Este Mini Morris, versión de 1993, estaba allí estacionado y obviamente sus características y su excelente estado de presentación en lo que hace a la estética eran la causa de que se robara las miradas de los transeúntes, fueran entendidos o no tanto.
Es que desde que apareció en la escena reservada a los automóviles de Turismo, y asimismo los deportivos allá por 1959 hasta el 2000 cuando cesó su producción, el Mini Morris supo ganarse la admiración y el respeto de aquellos que gustan de los “fierros” realmente.
Este “pequeñín”, pero excelente automóvil, no solamente se destacó entre los autos de serie fabricados para su uso civil, sino también en el campo deportivo, donde llevó a cabo excelentes performances.

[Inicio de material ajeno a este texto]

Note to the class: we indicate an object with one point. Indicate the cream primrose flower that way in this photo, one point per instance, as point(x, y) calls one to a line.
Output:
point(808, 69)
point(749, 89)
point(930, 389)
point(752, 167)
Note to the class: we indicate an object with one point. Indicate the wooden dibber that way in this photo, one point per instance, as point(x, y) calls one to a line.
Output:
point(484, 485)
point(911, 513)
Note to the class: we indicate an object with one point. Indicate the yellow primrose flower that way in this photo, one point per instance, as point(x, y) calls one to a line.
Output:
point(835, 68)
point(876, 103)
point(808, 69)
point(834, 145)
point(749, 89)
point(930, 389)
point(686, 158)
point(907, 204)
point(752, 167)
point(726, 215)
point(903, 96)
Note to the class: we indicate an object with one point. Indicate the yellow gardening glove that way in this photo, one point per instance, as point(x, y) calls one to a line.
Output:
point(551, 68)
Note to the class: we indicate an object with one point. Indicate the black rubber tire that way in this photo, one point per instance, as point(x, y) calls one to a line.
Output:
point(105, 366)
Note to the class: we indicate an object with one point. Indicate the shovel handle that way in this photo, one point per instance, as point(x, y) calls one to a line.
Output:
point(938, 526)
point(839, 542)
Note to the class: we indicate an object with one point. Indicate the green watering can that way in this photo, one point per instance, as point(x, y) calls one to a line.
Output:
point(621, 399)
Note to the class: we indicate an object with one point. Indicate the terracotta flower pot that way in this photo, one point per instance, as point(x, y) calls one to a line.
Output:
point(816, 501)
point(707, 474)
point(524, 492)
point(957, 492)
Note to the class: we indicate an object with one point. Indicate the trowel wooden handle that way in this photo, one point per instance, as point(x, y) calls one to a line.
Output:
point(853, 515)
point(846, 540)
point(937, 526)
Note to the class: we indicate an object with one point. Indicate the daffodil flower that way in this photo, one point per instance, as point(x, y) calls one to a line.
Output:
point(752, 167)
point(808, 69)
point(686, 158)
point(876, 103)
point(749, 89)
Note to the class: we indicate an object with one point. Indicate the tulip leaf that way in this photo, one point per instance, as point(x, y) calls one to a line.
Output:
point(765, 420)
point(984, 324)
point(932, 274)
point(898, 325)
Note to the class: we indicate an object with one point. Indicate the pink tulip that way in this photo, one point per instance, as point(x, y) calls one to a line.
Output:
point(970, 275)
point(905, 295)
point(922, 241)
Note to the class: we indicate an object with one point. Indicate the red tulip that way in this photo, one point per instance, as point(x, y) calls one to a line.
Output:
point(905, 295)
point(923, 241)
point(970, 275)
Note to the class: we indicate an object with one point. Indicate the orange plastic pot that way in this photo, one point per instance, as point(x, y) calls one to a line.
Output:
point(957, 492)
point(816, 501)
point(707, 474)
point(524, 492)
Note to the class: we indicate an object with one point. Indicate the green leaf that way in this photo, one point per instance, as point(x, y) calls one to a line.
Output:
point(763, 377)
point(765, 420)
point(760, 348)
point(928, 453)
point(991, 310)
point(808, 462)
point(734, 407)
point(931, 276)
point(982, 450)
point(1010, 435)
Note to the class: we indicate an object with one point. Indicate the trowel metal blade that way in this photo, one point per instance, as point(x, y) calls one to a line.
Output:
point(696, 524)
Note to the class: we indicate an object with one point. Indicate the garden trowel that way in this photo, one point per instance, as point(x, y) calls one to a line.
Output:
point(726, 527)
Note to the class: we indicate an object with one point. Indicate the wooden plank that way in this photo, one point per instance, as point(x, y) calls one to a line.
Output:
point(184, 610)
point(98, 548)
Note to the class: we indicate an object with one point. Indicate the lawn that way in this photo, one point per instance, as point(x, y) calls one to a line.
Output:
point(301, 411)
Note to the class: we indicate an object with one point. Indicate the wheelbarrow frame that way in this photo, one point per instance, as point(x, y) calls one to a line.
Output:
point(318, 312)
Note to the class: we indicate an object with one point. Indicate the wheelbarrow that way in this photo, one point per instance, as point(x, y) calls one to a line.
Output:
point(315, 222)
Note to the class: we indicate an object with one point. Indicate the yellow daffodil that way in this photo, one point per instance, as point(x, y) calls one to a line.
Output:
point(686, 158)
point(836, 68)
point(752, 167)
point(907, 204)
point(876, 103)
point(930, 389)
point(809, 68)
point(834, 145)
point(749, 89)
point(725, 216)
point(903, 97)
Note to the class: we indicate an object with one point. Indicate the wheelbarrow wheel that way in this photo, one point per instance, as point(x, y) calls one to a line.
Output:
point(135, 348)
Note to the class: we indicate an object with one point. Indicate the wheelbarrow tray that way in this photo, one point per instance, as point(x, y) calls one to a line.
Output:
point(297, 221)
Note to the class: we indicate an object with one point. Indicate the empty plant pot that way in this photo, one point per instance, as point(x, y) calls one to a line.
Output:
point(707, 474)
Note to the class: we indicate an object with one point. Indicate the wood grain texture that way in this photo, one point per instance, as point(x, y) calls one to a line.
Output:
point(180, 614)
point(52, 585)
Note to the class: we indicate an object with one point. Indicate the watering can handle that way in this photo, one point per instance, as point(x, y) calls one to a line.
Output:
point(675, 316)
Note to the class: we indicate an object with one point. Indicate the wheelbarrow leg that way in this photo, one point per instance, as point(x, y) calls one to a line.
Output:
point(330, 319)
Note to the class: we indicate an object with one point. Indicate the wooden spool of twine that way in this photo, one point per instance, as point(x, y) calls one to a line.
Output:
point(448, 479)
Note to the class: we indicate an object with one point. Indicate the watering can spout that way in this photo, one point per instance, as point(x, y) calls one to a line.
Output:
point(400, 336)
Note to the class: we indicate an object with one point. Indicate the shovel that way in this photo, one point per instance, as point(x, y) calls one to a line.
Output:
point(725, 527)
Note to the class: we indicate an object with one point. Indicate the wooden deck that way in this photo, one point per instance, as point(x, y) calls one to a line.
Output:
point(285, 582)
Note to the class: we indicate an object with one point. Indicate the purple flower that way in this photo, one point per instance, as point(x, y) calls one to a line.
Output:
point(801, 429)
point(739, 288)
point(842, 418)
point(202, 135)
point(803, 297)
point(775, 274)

Distintos modelos, cilindradas que variaron entre los 1.000 y 1.300 cc, estabilidad, buen andar, motores de excelente comportamiento y ese “sabor” tan especial que deja un vehículo de estas características.
Así, pintado en tono crema, con dos bandas negras sobre el capó, la clásica parrilla horizontal, los grandes faros más otros dos adicionales, el techo negro, el baúl trasero, sus dos puertas pautan los detalles externos de este Mini Morris de nota.
Sí, es como para pedirlo para ir, sentarse frente al volante y dar una vueltita…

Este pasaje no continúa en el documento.